Arise Citizens’ Policy Project executive director Kimble Forrister issued the following statement Wednesday, Dec. 20, 2017, in response to Congress’ passage of a tax bill that disproportionately benefits rich people and corporations:

“Congress’ misplaced priorities were on clear display today. Nearly 84,000 Alabama children are about to lose their ALL Kids coverage because lawmakers allowed federal funding for it to expire months ago. But instead of solving that problem, Congress hurried to create a new one by increasing the deficit to give huge tax cuts to big corporations and wealthy people.

“This tax plan is a massive giveaway to the rich at the expense of everyday Americans. Over time, it will raise taxes on tens of millions of families at low and middle incomes. It will increase health insurance premiums for millions of people and leave millions more uninsured in exchange for permanent tax cuts for big corporations. And it will drive up the federal deficit, setting the stage for calls to cut Medicare, Medicaid, education, food assistance and other vital services next year.

“Struggling families shouldn’t have to pay for tax cuts for rich people. And tens of thousands of Alabama families can’t afford for Congress to wait any longer to renew federal funding for the Children’s Health Insurance Program. Lawmakers across Alabama and across the country should commit now to renew CHIP funding before a single child loses coverage and to reject budget cuts that would make it harder for families to make ends meet.”

Congress’ tax plan is still a bad deal for everyday Alabamians

Arise Citizens’ Policy Project policy director Jim Carnes issued the following statement Friday, Dec. 15, 2017, in response to the release of Congress’ revised tax bill:

“At its core, Congress’ tax plan is a massive giveaway to huge corporations and wealthy people at the expense of working families. This bill is bad for everyday Alabamians, and no amount of tinkering at the edges can change that.

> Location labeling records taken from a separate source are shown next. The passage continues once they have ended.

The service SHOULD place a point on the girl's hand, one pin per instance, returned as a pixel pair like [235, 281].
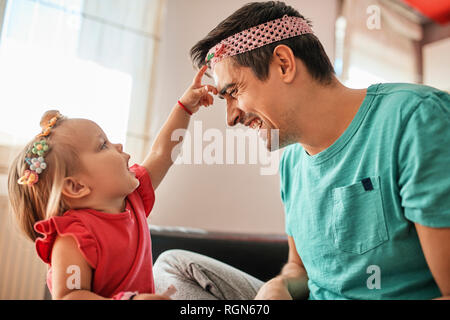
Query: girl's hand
[149, 296]
[197, 95]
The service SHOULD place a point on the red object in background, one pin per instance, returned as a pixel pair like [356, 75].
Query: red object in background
[436, 10]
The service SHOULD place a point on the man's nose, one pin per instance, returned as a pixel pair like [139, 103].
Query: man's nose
[234, 115]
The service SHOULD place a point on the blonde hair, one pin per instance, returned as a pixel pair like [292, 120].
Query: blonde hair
[42, 200]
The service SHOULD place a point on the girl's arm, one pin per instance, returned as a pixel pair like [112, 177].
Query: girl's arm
[71, 274]
[160, 159]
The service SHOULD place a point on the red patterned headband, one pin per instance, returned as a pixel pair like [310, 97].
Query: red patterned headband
[256, 37]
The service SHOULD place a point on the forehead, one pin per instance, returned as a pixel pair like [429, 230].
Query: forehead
[226, 72]
[80, 133]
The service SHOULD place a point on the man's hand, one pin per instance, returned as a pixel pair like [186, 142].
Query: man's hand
[274, 289]
[197, 95]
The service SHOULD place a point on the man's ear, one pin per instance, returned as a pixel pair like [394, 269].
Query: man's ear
[285, 62]
[74, 188]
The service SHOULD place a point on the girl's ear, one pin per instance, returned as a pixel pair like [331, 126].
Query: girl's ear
[74, 189]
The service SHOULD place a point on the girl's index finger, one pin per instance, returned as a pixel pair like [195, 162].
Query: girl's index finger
[199, 76]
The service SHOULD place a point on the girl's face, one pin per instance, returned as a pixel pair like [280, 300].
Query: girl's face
[104, 166]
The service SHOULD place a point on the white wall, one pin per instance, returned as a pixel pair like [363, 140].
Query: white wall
[232, 198]
[436, 65]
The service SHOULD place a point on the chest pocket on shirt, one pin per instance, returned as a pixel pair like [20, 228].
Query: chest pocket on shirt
[358, 219]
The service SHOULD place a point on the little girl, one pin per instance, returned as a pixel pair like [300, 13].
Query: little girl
[74, 194]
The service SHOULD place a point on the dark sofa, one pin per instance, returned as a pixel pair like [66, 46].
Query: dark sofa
[262, 256]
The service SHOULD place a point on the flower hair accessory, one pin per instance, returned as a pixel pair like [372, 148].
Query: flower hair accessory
[35, 155]
[256, 37]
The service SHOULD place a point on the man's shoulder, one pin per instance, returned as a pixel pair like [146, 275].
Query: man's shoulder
[403, 99]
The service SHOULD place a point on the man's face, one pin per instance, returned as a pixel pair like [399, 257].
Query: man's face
[254, 103]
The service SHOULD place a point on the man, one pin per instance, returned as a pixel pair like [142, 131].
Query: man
[365, 176]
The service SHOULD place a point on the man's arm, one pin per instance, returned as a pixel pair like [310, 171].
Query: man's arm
[291, 283]
[436, 248]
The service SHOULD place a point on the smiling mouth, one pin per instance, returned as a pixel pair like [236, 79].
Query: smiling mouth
[255, 124]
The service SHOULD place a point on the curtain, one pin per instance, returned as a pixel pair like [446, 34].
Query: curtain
[124, 35]
[87, 58]
[376, 44]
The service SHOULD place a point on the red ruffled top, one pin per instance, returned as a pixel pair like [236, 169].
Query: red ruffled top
[116, 246]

“This bill still will raise taxes on tens of millions of Americans at low and middle incomes, while handing enormous tax breaks to the top 1 percent. It still will leave millions more Americans with no health insurance in exchange for permanent tax cuts for big corporations. And it still will drive up the federal deficit, which congressional leaders have already indicated they will use to justify calls for cutting Medicare, Medicaid, Social Security and other vital services next year.

“This tax plan is an ill-conceived rush job, and it’s a raw deal for families across Alabama and across the country. Congress should reject this bill and focus on closing tax loopholes and investing in education, health care, transportation and other services that help struggling families get ahead.”

U.S. Senate tax plan is a windfall for the wealthy at the expense of everyday families

Arise Citizens’ Policy Project policy director Jim Carnes issued the following statement Saturday, Dec. 2, 2017, in response to passage of the U.S. Senate tax bill:

“The U.S. Senate tax plan is a huge giveaway to wealthy households and big corporations, and working families across Alabama and across the country will pay the price for it. Tens of millions of Americans at low and middle incomes will face tax increases, while the top 1 percent will get enormous tax breaks that would make them even richer.

“The Senate plan will leave 13 million more Americans without health insurance in exchange for even larger corporate tax cuts. It also will fuel a soaring federal deficit, which many in Congress likely will try to use as an excuse to cut Medicare, Medicaid, education, housing and other essential services. Those cuts would make it even tougher for everyday Alabamians to make ends meet.

“It’s no wonder Congress shoved this bill through without hearings or extended debate: It’s a raw deal for American families. Small changes can’t fix that problem. Congress should reject this plan and focus instead on closing tax loopholes and investing in education, health care, transportation and other vital services that help struggling families get ahead.”